What should I use for my mixture settings (leaning)? Why should I stay away from 30 to 50 ROP? I run 50 ROP quite a bit. Hope I am not hurting anything. I thought running at peak was not a good thing to do.
GAMI has done a tremendous amount of research on this. They offer an excellent (but rather expensive) class that illustrates the issue on an actual running engine, in a test cell. Here are the key points, as I understand them:
EGT is not a limiting factor on non-turbocharged engines. In other words, you cannot hurt anything with “high” EGT on a normally aspirated engine. The EGT just can’t get high enough. The only EGT limitation is about 1,600 degrees at the entry to the turbine section of a turbocharger.
The EGT that you see on a gauge is only indirectly linked to the gas temperature that actually exists at the exhaust valve inside the cylinder. The gauge indication is dependent on probe placement, engine timing, cylinder size, mixture leaning, RPM level, throttle position, etc. For example, you can have much higher internal combustion chamber and valve temps with one set of parameters than another, while the displayed EGT is the same for both sets of parameters (because the resulting gas temp at the probe is the same in both cases).
At 30 to 40 degrees rich of peak, the mixture burn rate is the fastest it can get. That results in a more rapid pressure rise in the cylinder.
Because of the rapid rise, peak pressure occurs before the rod has reached the optimum angle to push on the crankshaft (greatest leverage). In turn, this creates an even higher pressure spike, because the gas is expanding rapidly but it can’t move the piston down fast enough to get more room for the gas bubble. The result is a distinct high-pressure spike within the cylinder, and higher temps on the head of the exhaust (and intake) valve; but since more of the burn has occurred before the exhaust valve opens, the displayed EGT is actually lower than “peak”. Despite the “lower than peak” displayed temp, the actual cylinder pressures and cylinder/valve temps are the highest that they can get for the circumstances. That’s why, despite the literature that constantly recommends “50 rich of peak”, it is almost the worst place to run an engine.
If you want absolute best economy, you want to run as far lean of peak as circumstances permit (carbureted versus fuel injected, headwind or tailwind, degree of engine roughness, etc.). You might do this for a maximum-range trip with a tailwind, that enables you to skip a fuel stop, which in turn can add an effective 20 to 40 knots to your door-to-door speed.
If you want the best compromise between economy, power, and speed, you want to run at indicated peak EGT. This is basically slightly leaner than the stoichometric mixture.
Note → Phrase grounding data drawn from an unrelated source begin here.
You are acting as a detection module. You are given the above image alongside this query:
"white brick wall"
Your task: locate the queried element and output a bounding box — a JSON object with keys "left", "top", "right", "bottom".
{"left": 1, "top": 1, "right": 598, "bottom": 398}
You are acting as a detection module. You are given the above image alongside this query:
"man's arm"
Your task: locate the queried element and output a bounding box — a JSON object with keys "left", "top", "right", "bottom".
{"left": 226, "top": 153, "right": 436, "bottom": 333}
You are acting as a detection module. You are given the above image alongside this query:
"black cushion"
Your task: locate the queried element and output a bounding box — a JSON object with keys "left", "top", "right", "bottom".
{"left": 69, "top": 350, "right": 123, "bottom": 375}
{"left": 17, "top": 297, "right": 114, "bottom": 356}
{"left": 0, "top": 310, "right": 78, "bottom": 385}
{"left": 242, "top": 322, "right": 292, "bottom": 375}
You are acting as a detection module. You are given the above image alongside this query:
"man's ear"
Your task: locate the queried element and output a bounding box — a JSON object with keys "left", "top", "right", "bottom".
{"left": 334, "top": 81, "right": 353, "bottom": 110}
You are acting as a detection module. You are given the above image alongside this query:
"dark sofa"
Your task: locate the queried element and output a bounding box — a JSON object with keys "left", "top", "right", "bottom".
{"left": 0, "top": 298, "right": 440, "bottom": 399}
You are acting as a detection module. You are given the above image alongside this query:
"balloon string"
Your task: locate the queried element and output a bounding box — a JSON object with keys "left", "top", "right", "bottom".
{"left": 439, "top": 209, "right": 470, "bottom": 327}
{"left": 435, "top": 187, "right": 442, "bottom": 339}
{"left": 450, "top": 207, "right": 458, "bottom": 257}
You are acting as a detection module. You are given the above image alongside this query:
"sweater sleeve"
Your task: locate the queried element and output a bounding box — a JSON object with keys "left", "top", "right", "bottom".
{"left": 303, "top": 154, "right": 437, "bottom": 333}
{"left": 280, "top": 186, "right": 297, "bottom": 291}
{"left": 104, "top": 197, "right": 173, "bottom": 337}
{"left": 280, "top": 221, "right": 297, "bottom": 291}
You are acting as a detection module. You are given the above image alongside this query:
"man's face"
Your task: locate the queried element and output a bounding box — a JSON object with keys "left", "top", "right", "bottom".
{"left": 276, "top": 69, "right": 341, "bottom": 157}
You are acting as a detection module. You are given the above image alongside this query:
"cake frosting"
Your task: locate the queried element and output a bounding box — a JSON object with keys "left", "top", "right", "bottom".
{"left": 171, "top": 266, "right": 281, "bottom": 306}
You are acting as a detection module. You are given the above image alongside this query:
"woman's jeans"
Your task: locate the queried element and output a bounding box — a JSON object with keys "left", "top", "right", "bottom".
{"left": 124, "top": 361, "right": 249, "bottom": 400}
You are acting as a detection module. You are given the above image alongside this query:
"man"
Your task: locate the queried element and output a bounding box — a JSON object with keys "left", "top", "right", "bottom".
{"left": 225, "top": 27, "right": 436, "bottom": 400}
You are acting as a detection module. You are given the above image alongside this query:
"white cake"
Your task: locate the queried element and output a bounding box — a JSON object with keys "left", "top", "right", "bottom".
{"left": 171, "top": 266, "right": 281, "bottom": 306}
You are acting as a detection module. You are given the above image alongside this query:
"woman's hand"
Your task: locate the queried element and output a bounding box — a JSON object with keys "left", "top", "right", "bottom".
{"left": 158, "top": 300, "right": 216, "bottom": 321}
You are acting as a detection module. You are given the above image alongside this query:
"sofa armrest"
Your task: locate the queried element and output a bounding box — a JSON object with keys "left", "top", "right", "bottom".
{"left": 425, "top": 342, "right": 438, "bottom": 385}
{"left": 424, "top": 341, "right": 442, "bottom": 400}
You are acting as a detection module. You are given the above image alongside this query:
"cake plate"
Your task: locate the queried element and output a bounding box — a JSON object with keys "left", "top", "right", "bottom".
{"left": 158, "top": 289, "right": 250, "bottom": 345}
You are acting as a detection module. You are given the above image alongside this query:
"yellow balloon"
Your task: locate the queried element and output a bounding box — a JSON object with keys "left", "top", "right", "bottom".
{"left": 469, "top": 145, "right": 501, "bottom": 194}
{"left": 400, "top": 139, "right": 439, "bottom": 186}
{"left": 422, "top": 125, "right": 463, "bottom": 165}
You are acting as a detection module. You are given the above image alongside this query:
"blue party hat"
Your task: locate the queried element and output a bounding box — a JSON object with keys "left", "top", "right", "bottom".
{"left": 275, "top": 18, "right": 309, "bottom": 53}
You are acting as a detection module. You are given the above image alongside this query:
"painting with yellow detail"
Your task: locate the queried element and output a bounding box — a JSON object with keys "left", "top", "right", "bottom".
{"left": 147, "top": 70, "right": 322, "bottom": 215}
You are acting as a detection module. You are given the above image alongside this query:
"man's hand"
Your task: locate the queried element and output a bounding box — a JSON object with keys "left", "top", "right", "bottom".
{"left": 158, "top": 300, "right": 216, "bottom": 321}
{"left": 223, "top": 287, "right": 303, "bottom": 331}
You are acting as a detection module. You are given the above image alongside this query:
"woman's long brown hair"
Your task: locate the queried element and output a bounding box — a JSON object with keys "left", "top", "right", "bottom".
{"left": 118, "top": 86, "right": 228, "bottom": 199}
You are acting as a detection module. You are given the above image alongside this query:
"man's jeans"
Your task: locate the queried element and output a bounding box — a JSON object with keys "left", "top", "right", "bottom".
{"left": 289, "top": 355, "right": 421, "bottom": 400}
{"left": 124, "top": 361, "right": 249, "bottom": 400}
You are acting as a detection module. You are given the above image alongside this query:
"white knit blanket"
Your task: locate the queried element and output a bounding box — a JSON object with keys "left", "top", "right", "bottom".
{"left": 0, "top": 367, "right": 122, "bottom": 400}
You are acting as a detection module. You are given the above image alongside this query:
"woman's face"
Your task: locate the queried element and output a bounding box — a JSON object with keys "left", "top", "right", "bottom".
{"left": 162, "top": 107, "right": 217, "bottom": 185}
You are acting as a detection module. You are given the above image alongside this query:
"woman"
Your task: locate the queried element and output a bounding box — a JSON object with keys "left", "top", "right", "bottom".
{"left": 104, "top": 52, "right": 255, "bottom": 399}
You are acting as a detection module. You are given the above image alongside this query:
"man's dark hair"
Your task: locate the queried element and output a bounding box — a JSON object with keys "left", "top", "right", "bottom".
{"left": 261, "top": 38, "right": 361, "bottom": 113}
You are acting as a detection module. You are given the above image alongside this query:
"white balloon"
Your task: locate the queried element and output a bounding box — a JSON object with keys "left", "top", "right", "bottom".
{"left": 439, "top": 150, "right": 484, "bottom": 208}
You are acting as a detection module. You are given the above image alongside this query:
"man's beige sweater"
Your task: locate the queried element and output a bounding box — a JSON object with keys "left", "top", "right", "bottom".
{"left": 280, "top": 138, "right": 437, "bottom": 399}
The burn is most complete, because there is just slightly more air than fuel, with a resulting slightly slower burn rate. The cylinder pressure is better spread over the ideal rod angle, and the slowed burn means that the gases are still a bit hotter when they hit the EGT probe. Absolute peak cylinder pressures are not reached because of the slower burn and improved rod angle.
If you want best power without hitting the pressure spike with its high internal cylinder loads, you want to run at least 100 degrees rich of peak. This slows the burn enough to avoid the spike, while providing enough extra fuel to burn 100% of the available air as the cylinder continues down the power stroke. It doesn’t give you more power than the 50-rich point; it just gives you the same power without the internal cylinder pressure spike.
Their research is the basis for GAMI’s “core approach” to a more modern variable-timing approach to engine ignition. All the other systems (only the LASAR is certified so far) are using preprogrammed timing curves, along with throttle setting, manifold pressure and temperature, and RPM, to determine the ideal ignition timing. In stark contrast, GAMI’s approach is to equip every cylinder with a pressure transducer. Last I heard this was based on fiberoptics. Their ignition computer simply watches for the characteristic “signature” of the pressure spike, and retards timing as needed to prevent it. Consequently, this enables their system to use the optimum advance for any set of operating circumstances. It is conceptually similar to the “knock detection” sensors on modern auto engines. With the GAMI set-up, extremely lean mixtures that cause a very slow burn rate will automatically trigger significantly higher spark advance to compensate for the slower burn. Anything that causes a faster burn rate will generate reduced timing advance to prevent the pressure spike. Detonation is automatically prevented, as it is a subsequent result of the pressure spike situation. From what I can see, the GAMI product will be a quantum leap in aircraft ignition, if or when they get it to market.